6.The Tribunal failed to appreciate that the Applicant was truthful in his evidence before it.
7.The Tribunal had made up its mind before the hearing and the Applicant apprehends bias in the decision made by the Tribunal.
In my view none of the grounds support any finding of jurisdictional error by the Tribunal or any failure to observe procedural fairness for the reasons which follow.
Ground 1
In support and amplification of this Ground the Applicant’s Written Submissions appear to suggest that he had not been sufficiently or adequately put on notice by the Second Tribunal of matters or information which might be the reason or part of the reason for affirming the Delegate’s decision under review or otherwise the subject of the Second Tribunal’s determination, and in particular that the issue of him not being married to Ms Carter-Smith was not disclosed in the s.359A letters of 24 August 2015 and 26 October 2015 and this failure was against natural justice. In his Submissions he complains that the Second Tribunal did not properly comply with s.425(1) of the Act, although I note that s.360(1) of the Act is the equivalent of s.425(1) for Part 5 Reviewable Decisions which related to the Applicant’s review by the Second Tribunal of the Delegate’s decision.

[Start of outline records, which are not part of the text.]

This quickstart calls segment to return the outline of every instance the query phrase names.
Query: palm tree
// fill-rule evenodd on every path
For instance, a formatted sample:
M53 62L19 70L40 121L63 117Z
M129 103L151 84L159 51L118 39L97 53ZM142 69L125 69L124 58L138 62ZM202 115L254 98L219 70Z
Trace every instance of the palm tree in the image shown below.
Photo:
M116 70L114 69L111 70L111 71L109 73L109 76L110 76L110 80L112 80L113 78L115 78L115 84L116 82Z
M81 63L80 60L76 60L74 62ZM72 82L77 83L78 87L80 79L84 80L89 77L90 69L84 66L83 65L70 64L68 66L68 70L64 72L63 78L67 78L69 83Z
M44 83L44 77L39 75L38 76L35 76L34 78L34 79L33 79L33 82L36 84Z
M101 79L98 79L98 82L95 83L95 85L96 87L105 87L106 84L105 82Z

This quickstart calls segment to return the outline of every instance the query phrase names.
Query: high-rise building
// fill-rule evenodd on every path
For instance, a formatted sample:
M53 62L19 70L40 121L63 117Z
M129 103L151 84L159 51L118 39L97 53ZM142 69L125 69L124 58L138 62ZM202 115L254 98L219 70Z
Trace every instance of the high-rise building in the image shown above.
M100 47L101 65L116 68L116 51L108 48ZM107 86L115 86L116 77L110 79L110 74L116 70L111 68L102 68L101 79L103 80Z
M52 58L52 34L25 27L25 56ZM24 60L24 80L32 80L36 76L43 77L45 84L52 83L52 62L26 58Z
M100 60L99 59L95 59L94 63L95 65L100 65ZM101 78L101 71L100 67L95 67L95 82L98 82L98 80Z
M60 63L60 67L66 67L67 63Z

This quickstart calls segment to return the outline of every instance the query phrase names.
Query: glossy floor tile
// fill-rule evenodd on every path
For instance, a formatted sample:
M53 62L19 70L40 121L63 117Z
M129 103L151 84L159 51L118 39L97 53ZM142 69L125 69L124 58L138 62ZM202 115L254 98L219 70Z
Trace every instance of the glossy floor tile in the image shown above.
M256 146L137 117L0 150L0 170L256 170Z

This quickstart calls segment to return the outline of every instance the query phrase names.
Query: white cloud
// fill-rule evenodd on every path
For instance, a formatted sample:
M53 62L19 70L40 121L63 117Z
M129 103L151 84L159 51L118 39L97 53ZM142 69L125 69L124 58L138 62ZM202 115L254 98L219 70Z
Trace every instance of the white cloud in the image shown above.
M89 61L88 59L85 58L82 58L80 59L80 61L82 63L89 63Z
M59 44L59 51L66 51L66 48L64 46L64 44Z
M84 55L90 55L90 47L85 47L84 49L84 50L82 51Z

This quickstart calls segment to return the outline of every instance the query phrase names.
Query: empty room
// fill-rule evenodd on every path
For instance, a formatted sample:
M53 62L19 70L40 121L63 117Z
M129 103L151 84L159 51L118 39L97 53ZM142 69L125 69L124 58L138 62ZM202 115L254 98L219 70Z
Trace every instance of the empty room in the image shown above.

However, in truth in favour of the Applicant I consider that I should take him to be complaining that the Second Tribunal did not properly comply with s.359A of the Act and that breach constituted jurisdictional error.
In any event I consider this complaint to be quite without foundation. The fact of the matter is that the Delegate’s decision under review by the Second Tribunal had fully put the Applicant on notice of the matters which were of concern to the Delegate and were required by s.359A, as had the prior telephone conversations of 9 and 10 September 2014.
Thereafter, the Applicant had been sent by both Tribunals letters under s.359A of the Act dated:
a)24 December 2014 (see paragraph 22 above);
b)5 February 2015 (see paragraph 24 above);
c)24 August 2015 (see paragraph 26 above); and
d)26 October 2015 (see paragraph 28) above.
These letters fully and amply set out the matters of concern to the Second Tribunal, and which were ultimately the subject of determination by the Second Tribunal in its Decision Record. They clearly put the Applicant on notice that the Tribunal was concerned as to the nature of the genuineness and existence of the alleged spousal relationship between Ms Carter-Smith and the Applicant, as may be seen from the two paragraphs appearing in the s.359A letters of 24 August 2015 and 26 October 2015, reproduced in paragraph 26 above. I note that both of these letters were sent for the purposes of the Second Tribunal hearing of 18 December 2015 under review in this proceeding.
Accordingly, I do not consider there to be any substance in this Ground and I reject it.
Ground 2
This Ground is amplified by the Applicant’s Written Submissions. The Applicant argues that the Second Tribunal ignored or failed to consider evidence which was not insignificant and bore on the outcome of its review and he referred to the decision of Judge Cameron in SZQYU v Minister for Immigration (2012) 134 ALD 590 ([40]) in this regard.
The Applicant argues that the Second Tribunal failed to properly consider and take into account the statement of Mr Muhammad Waquis, the letter from the sponsor’s parents and the statement of the sponsor’s sister which had been attached to the email from the Applicant’s migration agent dated 16 November 2015 (referred to in paragraphs 30 and 31 above).
I do not accept that this argument has any substance.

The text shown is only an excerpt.